It was never a question that I would one day be a Colorado Buffalo myself; just to share that indescribable connection of being a part of a dynasty without ever taking a snap on that field. THOSE were traditions. THAT was Colorado Football. Sure, the culture and dynamics are bound to change a little each season with every new coach and athlete that leaves their individual mark on the program, but the foundation that this organization was built upon stayed the same, and that is why we were great. That was why I bled black and gold.
Those days, Colorado Football had a steady, strong heartbeat. Today, it barely has a pulse. The walls have been repainted; wise words that players used to abide by are now covered by a meaningless “scorecard”, and pictures of former heroes and leaders of our once elite football program have been taken down from their rightful places throughout the office and team meeting rooms. "The Wall" boasts no victories of "big wins" over the last 4 seasons. Football, as CU fans had grown so accustomed to cherishing and supporting has ceased to exist in Boulder.
Dan Hawkins, although he acquired this program with the best of intentions, has led this team so far from the fundamentals it was built upon that it is longer recognizable. When one Buffalo strays from the herd, its chances of survival are slim to none; which is eerily prevalent as Dan Hawkins demonstrates on a much larger scale while he stampedes this team so far from its roots and tradition that it now faces unavoidable defeat. Instead of taking accountability for a losing season and letting us know how he intends to turn these losses around, he is holding press conferences and reading aloud letters from former Boise State players and friends about how he builds "great character" in young men, and all these losses can be accredited to nothing more than a bad hotel stay in an opposing team's home town.... and their loud fans. The fault is not with our talented young athletes, their character, or the team travel, rather with the lack of leadership of Dan Hawkins and his undeniable inability to comprehend how to not only recognize and harness those raw skills in each individual, but also motivate and inspire each individual, and ultimately convert that talent and drive to one cohesive success on the football field so their greater efforts comprise a team that is capable of excelling at the D-1 level. I’m not ignoring the success he had at Boise State, but this is Big 12 football; or at least it used to be.
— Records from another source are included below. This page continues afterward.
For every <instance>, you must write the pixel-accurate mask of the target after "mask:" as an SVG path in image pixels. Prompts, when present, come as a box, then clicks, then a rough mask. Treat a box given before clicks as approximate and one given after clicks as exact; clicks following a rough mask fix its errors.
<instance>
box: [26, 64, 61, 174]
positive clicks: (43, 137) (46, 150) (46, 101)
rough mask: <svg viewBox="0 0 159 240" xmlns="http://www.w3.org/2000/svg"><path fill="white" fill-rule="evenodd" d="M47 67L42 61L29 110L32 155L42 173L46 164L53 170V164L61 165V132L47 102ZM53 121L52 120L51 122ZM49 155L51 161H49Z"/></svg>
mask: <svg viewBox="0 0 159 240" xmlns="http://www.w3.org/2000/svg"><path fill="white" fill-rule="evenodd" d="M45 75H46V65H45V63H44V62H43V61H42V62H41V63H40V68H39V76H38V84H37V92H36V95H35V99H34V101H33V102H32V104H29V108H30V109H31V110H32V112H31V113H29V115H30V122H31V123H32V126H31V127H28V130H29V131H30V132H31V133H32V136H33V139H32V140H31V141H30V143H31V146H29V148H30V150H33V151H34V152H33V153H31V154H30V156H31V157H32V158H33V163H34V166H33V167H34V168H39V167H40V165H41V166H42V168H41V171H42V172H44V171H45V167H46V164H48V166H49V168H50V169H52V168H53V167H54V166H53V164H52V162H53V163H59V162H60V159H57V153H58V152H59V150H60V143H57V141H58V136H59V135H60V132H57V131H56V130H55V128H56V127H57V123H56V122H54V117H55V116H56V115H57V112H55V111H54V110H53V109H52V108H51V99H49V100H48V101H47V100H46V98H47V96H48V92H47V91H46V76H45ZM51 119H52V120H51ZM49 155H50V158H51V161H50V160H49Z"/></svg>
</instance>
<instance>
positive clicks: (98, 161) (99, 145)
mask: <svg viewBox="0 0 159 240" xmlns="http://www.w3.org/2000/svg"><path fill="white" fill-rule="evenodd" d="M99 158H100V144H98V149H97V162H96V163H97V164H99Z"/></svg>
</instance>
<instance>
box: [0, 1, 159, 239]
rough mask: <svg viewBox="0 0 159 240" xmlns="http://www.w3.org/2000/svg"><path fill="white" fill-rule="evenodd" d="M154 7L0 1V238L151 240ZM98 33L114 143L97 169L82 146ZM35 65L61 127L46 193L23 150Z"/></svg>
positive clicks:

It's time to reestablish the program that Boulder was always known for and get Colorado Football back to its traditions. Bring in Jon Embree as our head coach; a decision that should have originally been made when we interviewed him the first time after Gary Barnett left. Jon is a former Colorado Buffalo, both as a record-setting player and prestigious coach who still has successful players in the NFL today because of what he instilled in them while they took the field in Buffaloes jerseys as his players. He understands as well as anyone why that program produced such great athletes and successful young men because he lived it for so long and worked with only the best. It was coach Mac who saw something in Jon and brought him on staff; taught him the true meaning of what it was to be a part of Colorado Football, and how to mentor and coach young men to be their personal best, both on the field and off. Let's give all this fresh young talent at CU the chance they deserve at success; both in the college, and eventually, the pro levels. NFL Draft Day can be something Colorado fans can look forward to again. Right now we are robbing these athletes of the head coaching they deserve to have a winning program, and more importantly of the pride they should feel while donning a Colorado jersey because of what it used to mean to be called a Buffalo.